Segundo a Polícia Federal, Anderson atendeu parcialmente à demanda.
Os investigadores sustentam que o agente era acionado não apenas para consultas cadastrais simples, mas também para sondar investigações sigilosas de interesse direto do núcleo Vorcaro, inclusive mobilizando sua rede de contatos dentro da corporação.
A investigação menciona ainda nova demanda em 30 de julho de 2024, novamente relacionada à situação migratória de determinada pessoa.
Já em 30 de outubro de 2024, Marilson acionou Anderson para “dar um pulão” em um DJ que, segundo a mensagem, teria “rede de pedofilia da internet” e teria “mexido com a filha de um cara, filho de um… com o CEO do banco aí”.
Na sequência, foram enviados os dados de R.F.S.

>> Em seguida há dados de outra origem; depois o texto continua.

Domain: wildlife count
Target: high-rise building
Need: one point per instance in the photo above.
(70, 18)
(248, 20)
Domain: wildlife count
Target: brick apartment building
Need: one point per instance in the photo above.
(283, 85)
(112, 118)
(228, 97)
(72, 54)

Para a Polícia Federal, o episódio demonstra que Anderson fornecia informações não apenas para autoproteção da organização, mas também para embasar ações de perseguição, monitoramento e pressão contra pessoas consideradas desafetas do grupo.
Segundo a investigação, o policial federal atuaria como verdadeira fonte estatal clandestina para objetivos privados e retaliatórios da organização ligada a Daniel Vorcaro.
Mesmo após o avanço ostensivo da Operação Compliance Zero, os contatos e pagamentos continuaram.
Em 31 de dezembro de 2025, Marilson voltou a pedir a chave Pix de Anderson para enviar uma “oferenda”, efetivada no dia seguinte.
A autoridade policial destaca que o pagamento é compatível com o bônus de fim de ano que Daniel Vorcaro teria destinado ao núcleo conhecido como “A Turma”.
Ao resumir o papel de Anderson Wander da Silva Lima, a representação afirma que o policial teria desempenhado função de agente infiltrado funcionalmente na Polícia Federal em benefício da organização criminosa.
Segundo o documento, ele teria realizado reiteradas consultas indevidas em sistemas internos da corporação, repassado dados sigilosos a Marilson Roseno, utilizado sua posição funcional e sua relação com colegas da ativa para viabilizar buscas e sondagens investigativas, recebido vantagens econômicas e presentes em contrapartida, levantado informações de interesse direto de Daniel e Henrique Vorcaro e colaborado em ações de monitoramento e perseguição de alvos do grupo.
Para a Polícia Federal, trata-se de atuação que revela abuso continuado da função pública, violação de sigilo funcional e inserção orgânica de Anderson no núcleo policial-informacional da estrutura criminosa denominada “A Turma”.